Git branches are actually a very simplistic concept in both implementation and intuition. Code and applications versioned by any version control tool have their implicit branching points: when one user commits code that another user isn't yet made aware, the code has diverged from a single path of existence to multiple paths. This is a form of implicit branching and explicit branching isn't much different.


The structure of Git makes branching trivial, in fact, all that's required is to create a file that marks the branch point of the code. That is, to create a file under .git/refs/heads that contains the branch's base commit hash.
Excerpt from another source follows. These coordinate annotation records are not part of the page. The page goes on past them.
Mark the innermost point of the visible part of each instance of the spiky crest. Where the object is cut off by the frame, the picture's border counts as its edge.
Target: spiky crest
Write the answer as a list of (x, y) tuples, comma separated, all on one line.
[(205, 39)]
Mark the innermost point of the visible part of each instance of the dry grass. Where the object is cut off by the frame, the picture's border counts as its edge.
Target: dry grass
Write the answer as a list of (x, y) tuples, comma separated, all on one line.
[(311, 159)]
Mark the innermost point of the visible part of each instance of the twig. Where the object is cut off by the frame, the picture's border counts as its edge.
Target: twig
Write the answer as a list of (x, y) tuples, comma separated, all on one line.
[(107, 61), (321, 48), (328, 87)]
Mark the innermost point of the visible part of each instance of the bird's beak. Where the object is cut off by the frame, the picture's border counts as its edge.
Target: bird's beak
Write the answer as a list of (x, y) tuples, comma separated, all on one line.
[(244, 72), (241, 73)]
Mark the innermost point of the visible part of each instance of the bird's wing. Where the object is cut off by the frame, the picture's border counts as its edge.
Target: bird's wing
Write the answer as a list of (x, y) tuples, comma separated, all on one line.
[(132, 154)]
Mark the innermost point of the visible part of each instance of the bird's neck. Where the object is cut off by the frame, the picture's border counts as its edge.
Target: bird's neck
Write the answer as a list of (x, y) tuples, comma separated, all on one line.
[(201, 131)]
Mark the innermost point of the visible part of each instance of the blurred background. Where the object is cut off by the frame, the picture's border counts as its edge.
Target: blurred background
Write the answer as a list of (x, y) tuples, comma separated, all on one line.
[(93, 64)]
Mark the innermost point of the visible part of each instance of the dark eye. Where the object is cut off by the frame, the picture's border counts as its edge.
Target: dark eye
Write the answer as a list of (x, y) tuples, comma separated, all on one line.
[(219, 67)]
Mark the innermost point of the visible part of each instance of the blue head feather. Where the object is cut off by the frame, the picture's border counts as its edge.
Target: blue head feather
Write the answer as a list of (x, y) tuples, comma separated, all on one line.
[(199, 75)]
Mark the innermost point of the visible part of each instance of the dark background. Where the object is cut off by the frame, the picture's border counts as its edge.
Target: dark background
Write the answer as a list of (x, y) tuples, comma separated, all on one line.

From there, the code can safely move forward without changing anything of the other branches.


Branching in Git is accomplished with git-branch(1) and git-checkout(1).

The basic form of git-branch(1) is the following:

± git branch {branch_name} [optional branch point]

If the branch point is not specified, git-branch(1) defaults to the HEAD reference.

Once the branch is created, you can switch to it using the git-checkout(1) command:

± git checkout {branch_name}

Moreover, if you're going to be creating a branch and immediately switching to it, you can use the -b flag of git-checkout(1) to do these two steps in one:

± git checkout -b {branch_name} [optional branch point]


Once you're ready to merge your changes from one branch into another branch, you can use the git-merge(1) command to accomplish that.

There are a few different ways Git can merge your work between two branches. The first Git will try is called "fast-forward" merging, where Git will attempt to play the source branch's commits against the target branch, from the common history point forward.



However, this can only be accomplished if the target branch doesn't have any changes of its own.

If the target branch does have changes that are not in the source branch, Git will attempt to merge the trees and will create a merge commit (assuming all went well). If a merge conflict arises, the user will need to correct it, and attempt to re-apply the merge, the resolution of the merge will be in the merge commit. For more information on merging, see the git-merge(1) documentation.



Git is not the most complicated version control system out there, and I hope peering into the internals of Git demonstrates that fact. If anything, it may seem that Git is very simplistic and unintelligent. But this is actually what gives Git its power. It's simplistic (recursive) object storage is what gives Git super powers. Git can infer file renames, branching is trivial, merging is similarly easier, the storage and tree model are well understood concepts and the tree and graph algorithms are well studied.

However, this simplistic approach to storage also has a few problems. Tracking binary files tends to be expensive because Git isn't storing the difference, but each version of the file in its entirety. The zlib compression library also isn't always amazing at compressing binary files either.

Beyond these problems, Git is a very powerful and capable source control tool.